元気に生き抜く秘訣 -代謝をうまく使いこなす-
2015/11/03
私たちの代謝には、発汗や食べ物のとり込みや排出はもちろん、それより細かい分子レベルの代謝まであらゆるレベルの意味があります。例えば食べ物から体温をつくることや、細胞の中や外の塩分と水分の体液としての反応やそれが流れること、また内臓での老廃物の分解からはじまり、元素からアミノ酸やたんぱく質の合成や各種ミネラル分との組み合わせ機能など、さまざまな生命現象もすべて代謝のひとつです。
私達には生命の基本であるホミオスタシス(恒常性)を全うするためカタボリック(異化作用)とアナボリック(同化作用)という二つの異質の機能が働きあっていることも重要な代謝のひとつです。物質を崩壊に向かわせる自然の定めであるエントロピーの法則は私たちの身体にも同じように影響しており、身体はこの中で生命を維持するために分子が壊れる前に先に分解し、そしてすばやく新しい分子を合成させています。性質の逆なものがお互いにバランスをとるように働き状況を一定に保つ動的並行(equilibrium)を保っているのです。私たちの身体は、分子を分解する異化作用と分子を合成する同化作用で常に分解と合成を繰り返し、この入れ替わりは一時も止まることはなく、常にそこにあるように見えても実際は一時も止まらないろうそくの火のようなものです。
この時、同化作用は食べたものから身体の分子を合成し、同時にエネルギーもつくる一方、逆に異化作用は分子の分解の過程でエネルギーをつくります。これからもわかるように身体の代謝作用では、合成よりも分解の方が巧妙につくられています。 現代では栄養素が足りない白米などの主食、ミネラル分を含まない農作物や、その上に肉食や精製糖の摂取があることで同化作用が過剰になっており、さまざまな食品添加物などのケミカルが蓄積し血液が汚れ、慢性病が起こっているのが現状です。
ケミカルや薬品にあふれたこの時代の現代人には、ケミカルが分子にまぎれて環境ホルモンとして身体に蓄積しています。健康的に長寿を全うするには、異化作用を活発にして体内のケミカル分子を分解させて常にデトックスされている状態を維持するのが良いことです。しかし例えばずっと断食を続けて異化作用のみを促すと、身体の分子が分解に傾き合成できず、身体の細胞自体がなくなってしまいます。異化作用と同化作用は、片方だけでは成り立たず、陰と陽のように表裏一体で初めて成り立つシステムなので、生命の合成に必要な成分を供給して同化作用を手伝うことで、異化作用も健康的に促進されるのです。

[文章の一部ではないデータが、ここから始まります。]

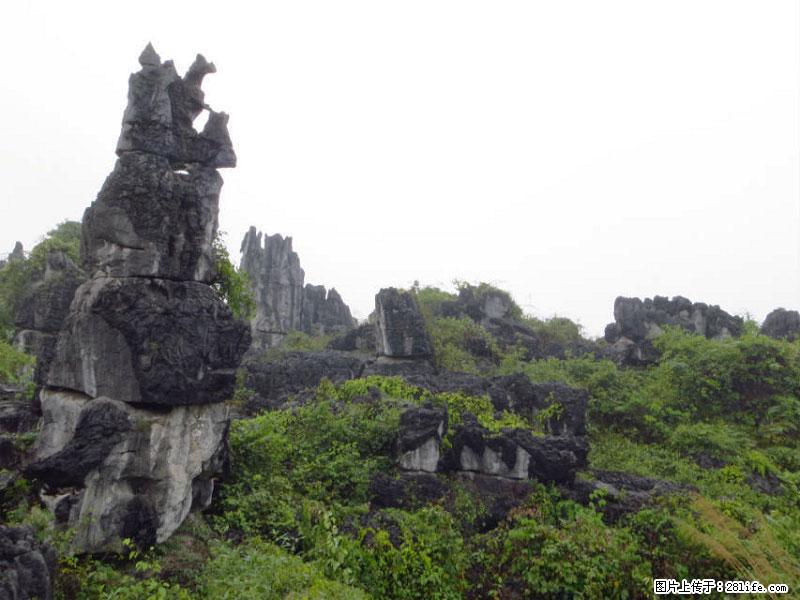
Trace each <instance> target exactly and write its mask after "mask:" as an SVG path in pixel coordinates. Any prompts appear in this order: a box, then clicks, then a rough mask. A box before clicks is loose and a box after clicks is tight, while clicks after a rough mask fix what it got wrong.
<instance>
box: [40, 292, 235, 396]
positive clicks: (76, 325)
mask: <svg viewBox="0 0 800 600" xmlns="http://www.w3.org/2000/svg"><path fill="white" fill-rule="evenodd" d="M66 328H67V331H69V332H70V335H62V336H61V337H60V338H59V341H58V345H57V347H56V356H55V359H54V361H53V365H52V367H51V369H50V374H49V377H48V379H47V383H48V385H50V386H52V387H57V388H64V389H70V390H75V391H78V392H82V393H84V394H86V395H87V396H90V397H92V398H96V397H98V396H108V397H110V398H114V399H118V400H122V401H124V402H130V403H141V404H150V405H168V406H176V405H183V404H208V403H212V402H222V401H224V400H225V399H227V398H228V397H230V395H231V393H232V390H233V386H234V383H235V381H234V380H235V369H236V367H237V366H238V364H239V361H240V360H241V357H242V355H243V354H244V352H245V351H246V350H247V347H248V345H249V336H248V335H247V330H246V327H245V326H244V325H243V324H242V323H240V322H238V321H236V320H234V318H233V316H232V315H231V313H230V311H229V310H228V308H227V307H226V306H225V305H223V304H222V303H221V301H220V300H219V299H218V298H217V296H216V295H215V293H214V292H213V290H212V289H211V288H210V287H208V286H207V285H203V284H201V283H196V282H175V281H168V280H163V279H140V278H124V279H116V278H102V277H101V278H95V279H92V280H90V281H88V282H87V283H85V284H84V285H82V286H81V287H80V288H79V290H78V292H77V294H76V296H75V303H74V306H73V312H72V313H71V314H70V315H69V317H68V318H67V321H66Z"/></svg>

健全な異化作用が働いた状態で、長く健康に生命が続くためには、五大栄養素やミネラル、酵素などさまざまな栄養素がバランスよく必要です。そして体内に塩分が適度に満ち足りていることは大切です。塩分は神経の伝達物質、細胞内外の水の調整、体液のバランスなどホミオスタシスに欠かせないものであり、生命にとって水の次に大切です。しかし塩化ナトリウムの普及や間違えた塩の理解から発生した減塩ブームにより、現代の人々は身体に塩分が足りておらず、体内のホミオスタシスが崩れている人が多いのが現状です。
異化作用と同化作用をバランスし、ホミオスタシスを整えつつ継続的に毒素をデトックスした状態を保つには玄米を主食にすることです。そして発酵食品、野菜類を摂り、精製されていない正しい塩分を適量に摂ります。その上で糖分と肉を控えて代謝をカタボリック(異化作用)に傾けた状態を保ち、代謝をうまく使いこなすことが元気に生き抜く秘訣といえます。